Feeding disorders are one of the main clinical features in PRS, which combines a posterior U-shaped cleft palate, retrognathia, and glossoptosis. The aim of this study was to evaluate the oral and esophageal motor function of children with PRS without additional neurologic symptoms.


All children hospitalized with Pierre Robin syndrome either isolated (n = 27) or associated with Stickler syndrome (n = 8) were included. Clinical evaluation of their oroesophageal disorders and systematic esophageal manometry were performed.


Feeding disorders were always present, but type of disorder varied from one child to another.

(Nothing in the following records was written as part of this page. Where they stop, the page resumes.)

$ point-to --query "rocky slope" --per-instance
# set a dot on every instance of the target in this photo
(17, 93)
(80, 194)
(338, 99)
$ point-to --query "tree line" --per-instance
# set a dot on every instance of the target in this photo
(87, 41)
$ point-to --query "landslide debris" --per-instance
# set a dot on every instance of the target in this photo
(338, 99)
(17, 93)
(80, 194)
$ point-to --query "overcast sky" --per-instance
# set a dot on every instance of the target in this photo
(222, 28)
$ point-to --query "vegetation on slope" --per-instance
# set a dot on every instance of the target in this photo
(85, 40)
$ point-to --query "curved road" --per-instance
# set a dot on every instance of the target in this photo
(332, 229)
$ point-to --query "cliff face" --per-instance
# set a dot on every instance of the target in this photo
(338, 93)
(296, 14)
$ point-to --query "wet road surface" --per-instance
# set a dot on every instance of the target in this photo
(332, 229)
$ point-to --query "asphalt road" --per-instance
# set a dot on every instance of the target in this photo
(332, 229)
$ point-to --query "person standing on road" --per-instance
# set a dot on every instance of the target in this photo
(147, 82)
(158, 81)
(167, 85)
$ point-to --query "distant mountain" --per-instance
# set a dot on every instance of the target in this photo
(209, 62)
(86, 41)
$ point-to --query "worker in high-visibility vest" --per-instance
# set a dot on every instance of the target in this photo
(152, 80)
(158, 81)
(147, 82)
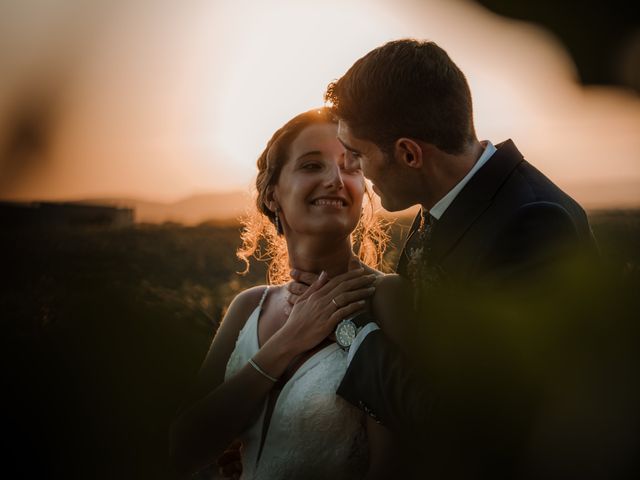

Esophageal disorders were frequent and seemed to be resistant to classic gastroesophageal reflux treatment. Eighty-six percent of the children required nasogastric tube feeding for a mean duration of 8.6 months. Esophageal manometric abnormalities were noted in 50% of the children: lower esophageal sphincter hypertonia, failure of lower esophageal sphincter relaxation at deglutition, and esophageal dyskinesia. These clinical and manometric disorders showed a trend to spontaneous regression after 12 months.


In the current Pierre Robin syndrome series, clinical and manometric anomalies of oroesophageal motility were always present. The authors identified an unusual manometric pattern that has also been described in situations of neurovegetative instability. It could reflect dysregulation of the control of the central pattern generators of swallowing in the brain stem.